The town tooth drawer, c.1812-1817

Printed and published by William Davidson
Copper engraving on paper, c.1812-1817

William Davison of Alnwick (1781-1858) worked as both a printer and a pharmacist in Alnwick, Northumberland. He copied this dental print of Edward Dighton (c1752-1819) The London dentist circa 1784 and published it in Some Alnwick caricatures circa 1812-1817.

The scene shows a town house either belonging to the dentist, or he has made a house visit to his patient. She is shown with her maid present.
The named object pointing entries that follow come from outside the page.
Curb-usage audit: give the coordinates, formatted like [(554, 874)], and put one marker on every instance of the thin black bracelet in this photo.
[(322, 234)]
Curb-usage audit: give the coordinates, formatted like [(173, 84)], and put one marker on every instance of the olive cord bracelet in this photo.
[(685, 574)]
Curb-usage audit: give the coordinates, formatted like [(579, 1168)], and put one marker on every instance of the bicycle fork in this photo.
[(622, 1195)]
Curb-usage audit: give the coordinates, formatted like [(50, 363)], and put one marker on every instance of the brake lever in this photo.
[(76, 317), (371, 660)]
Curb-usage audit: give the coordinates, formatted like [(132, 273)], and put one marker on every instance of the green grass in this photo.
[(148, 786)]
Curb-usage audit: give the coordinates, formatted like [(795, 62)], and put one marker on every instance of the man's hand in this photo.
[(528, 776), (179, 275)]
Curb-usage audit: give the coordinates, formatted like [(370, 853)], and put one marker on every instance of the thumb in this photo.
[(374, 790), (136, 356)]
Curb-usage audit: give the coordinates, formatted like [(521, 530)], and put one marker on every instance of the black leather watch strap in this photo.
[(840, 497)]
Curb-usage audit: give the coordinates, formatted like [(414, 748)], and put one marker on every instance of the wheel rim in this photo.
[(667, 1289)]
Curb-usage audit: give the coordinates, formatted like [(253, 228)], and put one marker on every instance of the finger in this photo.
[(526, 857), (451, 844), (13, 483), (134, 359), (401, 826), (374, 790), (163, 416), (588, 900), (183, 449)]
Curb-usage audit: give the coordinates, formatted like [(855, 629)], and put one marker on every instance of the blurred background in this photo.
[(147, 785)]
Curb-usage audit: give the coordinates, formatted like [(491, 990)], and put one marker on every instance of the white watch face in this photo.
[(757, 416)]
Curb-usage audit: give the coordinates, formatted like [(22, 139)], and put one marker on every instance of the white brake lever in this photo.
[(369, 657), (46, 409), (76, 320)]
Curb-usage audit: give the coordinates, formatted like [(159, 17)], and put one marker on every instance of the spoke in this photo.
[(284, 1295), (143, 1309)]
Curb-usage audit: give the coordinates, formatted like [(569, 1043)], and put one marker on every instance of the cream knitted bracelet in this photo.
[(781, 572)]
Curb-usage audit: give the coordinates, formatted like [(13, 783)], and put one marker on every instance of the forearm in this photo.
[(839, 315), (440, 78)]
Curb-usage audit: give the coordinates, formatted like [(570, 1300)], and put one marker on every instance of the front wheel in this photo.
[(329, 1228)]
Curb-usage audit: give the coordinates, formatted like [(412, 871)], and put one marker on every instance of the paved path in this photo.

The frock-coated and wigged dentist has a young, smiling assistant carrying an instrument case.

The dentist is shown to be wealthy, by his clothing and wig, his servant, and the possession of the case of specialist instruments, although dentistry at this time was more of a trade, than a respected professional occupation.

The mid-18th century saw the establishment in London of a new kind of practitioner, the dentist (a term borrowed from the French), who was skilled in both drawing teeth and in making artificial ones.

These dentists set up rooms and offered various dental services for the well-to-do including restorative techniques and the treatment of gum diseases, probably caused by the increasing consumption of sugar.

By 1800 there were still relatively few dentists in England: about 40 operated in London and 20 in the provinces. Patients had little way of recognising a good practitioner from the incompetent or a charlatan.